Saturday, February 23, 2008

Soft-core atheists

Today's prominent atheists (Richard Dawkins, Sam Harris, and Christopher Hitchens) are wimps, argues John F. Haught, writing in the latest issue of The Christian Century (thanks to my friend Brad Davis for pointing out the article to me). Compared to the serious atheist thinkers of the last century, who actually tried to think through the implications of "the death of God," the new atheists are tame, "soft-core atheists."

Haught makes two major criticisms of this new brand of atheist. First, they don't realize that their belief system requires just as much faith as a religion. Their worldview is what's called "scientism," the belief that science is competent to tell us everything there is to know about the universe. If a belief cannot be proven through the scientific method, then it cannot be true, the argument goes. However, there is a glaring flaw in this worldview: it defeats itself. The claim that science is the sole path to truth is itself a claim that has never been and can never be proven by science. The new atheists want to put every belief to the scientific test, except for their own basic assumptions. They too have a doctrinal statement which they hold by pure faith: Science alone can explain the universe. Ultimately, the new atheism is logically contradictory; it cannot even meet its own test.

The second criticism is the reason Haught calls Dawkins, Hitchens and friends "soft-core atheists." Atheists like Friedrich Nietzsche, Albert Camus, and Jean-Paul Sartre thought through what it means for human existence if there is no God, and realized that it is a terrifying prospect. "God is dead," Nietzsche's madman wails, "And we have killed him. How shall we comfort ourselves, the murderers of all murderers?" If there is no God, then we are adrift in a meaningless infinity; our existence has no meaning but what we create. Nietzsche's speaker continues:

"We have killed him--you and I. All of us are his murderers. But how did we do this? How could we drink up the sea? Who gave us the sponge to wipe away the entire horizon? What were we doing when we unchained this earth from its sun? . . . Are we not plunging continually? Backward, sideward, forward, in all directions? Is there still any up or down? Are we not straying as through an infinite nothing? Do we not feel the breath of empty space? Has it not become colder? Is not night continually closing in on us?" (The Gay Science, §125)
Without God, we lose the basis of meaning and of morality. Nietzsche was disgusted by the naivete of those who thought they could keep traditional morality intact without God:
When one gives up the Christian faith, one pulls the right to Christian morality out from under one's feet. This morality is by no means self-evident . . . Christianity is a system, a whole view of things thought out together. By breaking one main concept out of it, the faith in God, one breaks the whole: nothing necessary remains in one's hands. Christianity presupposes that man does not know, cannot know, what is good for him, what evil: he believes in God, who alone knows it. Christian morality is a command; its origin is transcendent; it is beyond all criticism, all right to criticism; it has truth only if God is the truth — it stands and falls with faith in God. (Twilight of the Idols)
Nietzsche, along with Camus and Sartre, recognized the huge implications of atheism, and they believed it would take incredible courage to face up to the bleak reality of such a universe in which there is no meaning above ourselves. In contrast to this "muscular" atheism, Haught points out that the new atheists want to remove God and religion from society, but keep everything else, including a basically traditional Christian system of right and wrong. They simply haven't bothered to face the implications of their ideas. They think that they can blithely rid themselves of the nuisance of a God who deserves to be worshiped, but they are denying the Person who upholds their entire universe. Only by the grace and mercy of God does Christopher Hitchens or any one of us breathe a single breath. In him we live and move and have our being.

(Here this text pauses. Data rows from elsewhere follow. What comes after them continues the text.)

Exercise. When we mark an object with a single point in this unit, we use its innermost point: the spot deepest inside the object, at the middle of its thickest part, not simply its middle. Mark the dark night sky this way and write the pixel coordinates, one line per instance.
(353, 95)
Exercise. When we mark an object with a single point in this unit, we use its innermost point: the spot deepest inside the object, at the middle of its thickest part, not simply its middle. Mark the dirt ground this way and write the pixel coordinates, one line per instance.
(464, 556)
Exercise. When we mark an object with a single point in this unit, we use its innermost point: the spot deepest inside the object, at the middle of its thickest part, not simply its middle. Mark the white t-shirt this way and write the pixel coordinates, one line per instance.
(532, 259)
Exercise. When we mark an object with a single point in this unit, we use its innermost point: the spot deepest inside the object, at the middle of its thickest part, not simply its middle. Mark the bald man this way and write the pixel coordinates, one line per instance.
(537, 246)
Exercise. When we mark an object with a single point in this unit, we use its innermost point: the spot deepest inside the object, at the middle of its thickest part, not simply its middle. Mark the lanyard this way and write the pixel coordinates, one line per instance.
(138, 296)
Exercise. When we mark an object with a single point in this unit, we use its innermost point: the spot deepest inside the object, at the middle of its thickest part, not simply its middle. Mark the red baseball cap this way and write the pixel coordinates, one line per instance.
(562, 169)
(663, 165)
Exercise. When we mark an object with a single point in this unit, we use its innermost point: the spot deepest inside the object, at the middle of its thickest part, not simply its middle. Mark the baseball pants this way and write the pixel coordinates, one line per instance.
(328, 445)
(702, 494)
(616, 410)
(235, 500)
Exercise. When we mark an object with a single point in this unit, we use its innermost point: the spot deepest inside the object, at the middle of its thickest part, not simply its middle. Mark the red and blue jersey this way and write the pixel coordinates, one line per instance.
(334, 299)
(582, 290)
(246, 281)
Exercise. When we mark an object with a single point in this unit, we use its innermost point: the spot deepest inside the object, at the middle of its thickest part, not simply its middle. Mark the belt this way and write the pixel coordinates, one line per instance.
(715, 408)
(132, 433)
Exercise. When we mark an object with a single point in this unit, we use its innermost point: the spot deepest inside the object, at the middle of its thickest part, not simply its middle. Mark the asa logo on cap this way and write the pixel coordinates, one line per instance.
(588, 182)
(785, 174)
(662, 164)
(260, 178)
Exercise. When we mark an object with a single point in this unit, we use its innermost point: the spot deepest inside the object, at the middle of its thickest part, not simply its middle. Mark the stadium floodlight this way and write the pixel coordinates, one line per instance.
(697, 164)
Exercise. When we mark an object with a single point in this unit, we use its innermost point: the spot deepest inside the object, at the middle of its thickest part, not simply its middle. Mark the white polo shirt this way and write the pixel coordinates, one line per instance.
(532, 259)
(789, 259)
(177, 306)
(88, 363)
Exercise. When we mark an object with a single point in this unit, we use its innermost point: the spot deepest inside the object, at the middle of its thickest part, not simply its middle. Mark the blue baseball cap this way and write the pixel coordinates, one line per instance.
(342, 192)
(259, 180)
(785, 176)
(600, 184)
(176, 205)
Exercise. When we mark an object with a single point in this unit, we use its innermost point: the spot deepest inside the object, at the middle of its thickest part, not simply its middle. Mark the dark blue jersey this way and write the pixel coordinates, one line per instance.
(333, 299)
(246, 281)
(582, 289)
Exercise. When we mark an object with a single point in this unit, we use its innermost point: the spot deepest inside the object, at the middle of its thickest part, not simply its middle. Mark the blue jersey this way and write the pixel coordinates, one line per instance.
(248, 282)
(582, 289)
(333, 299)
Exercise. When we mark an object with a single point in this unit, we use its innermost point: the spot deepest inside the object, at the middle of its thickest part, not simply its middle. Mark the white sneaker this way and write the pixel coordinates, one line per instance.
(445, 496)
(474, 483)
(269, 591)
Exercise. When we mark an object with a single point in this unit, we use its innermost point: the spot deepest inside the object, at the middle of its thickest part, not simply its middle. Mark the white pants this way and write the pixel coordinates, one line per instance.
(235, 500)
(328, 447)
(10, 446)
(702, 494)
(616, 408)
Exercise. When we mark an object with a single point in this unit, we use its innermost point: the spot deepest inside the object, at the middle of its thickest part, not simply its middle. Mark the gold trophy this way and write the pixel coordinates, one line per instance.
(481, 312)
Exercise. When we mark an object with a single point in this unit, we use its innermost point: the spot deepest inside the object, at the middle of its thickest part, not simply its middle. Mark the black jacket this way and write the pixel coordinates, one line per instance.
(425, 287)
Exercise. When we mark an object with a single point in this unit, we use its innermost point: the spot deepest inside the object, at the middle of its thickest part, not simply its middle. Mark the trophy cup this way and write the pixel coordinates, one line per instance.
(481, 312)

We should weep and pray for those whose minds are blinded by the god of this world, to keep them from seeing the light of the gospel of the glory of Christ (2 Cor. 4:4). We should never see them as enemies to be beaten, but as people in a bondage we all once shared. We should love them, reason with them, and pray for them that God would shine the same light into their hearts that he did into ours. And we should pray that God would continue to reveal the places in our own hearts where we think and act as if there is no God. Thank God for his infinite mercy in Christ Jesus our Lord.

4 comments:

Bryan said...

One of the things that I liked about the debate between Wilson and Hitchens, is that Wilson hit on this very issue, and Hitchens was not able to answer it. The logical conclusion of the atheistic worldview is Nihilism, whether they accept it and try and do the best they can in this world, or attempt to hold on to some sort of Secular Humanism to say that we as humans are the point. That simply doesn't fall in line.

Paul Cable said...

Nice post, Jordan. I put in for your blog to go on the feed at Said at Southern. I hope you don't mind. The new posts here, though admittedly rare (like mine) are always tasty!

Bradley said...

Good review man. If your interested, you should check out the debate between Hitchens and Dinesh D'Souza. D'Souza pretty much nails Hitchens arguments and why they're terrible.

Zane said...

Sweet thoughts man. I like how you broke it down.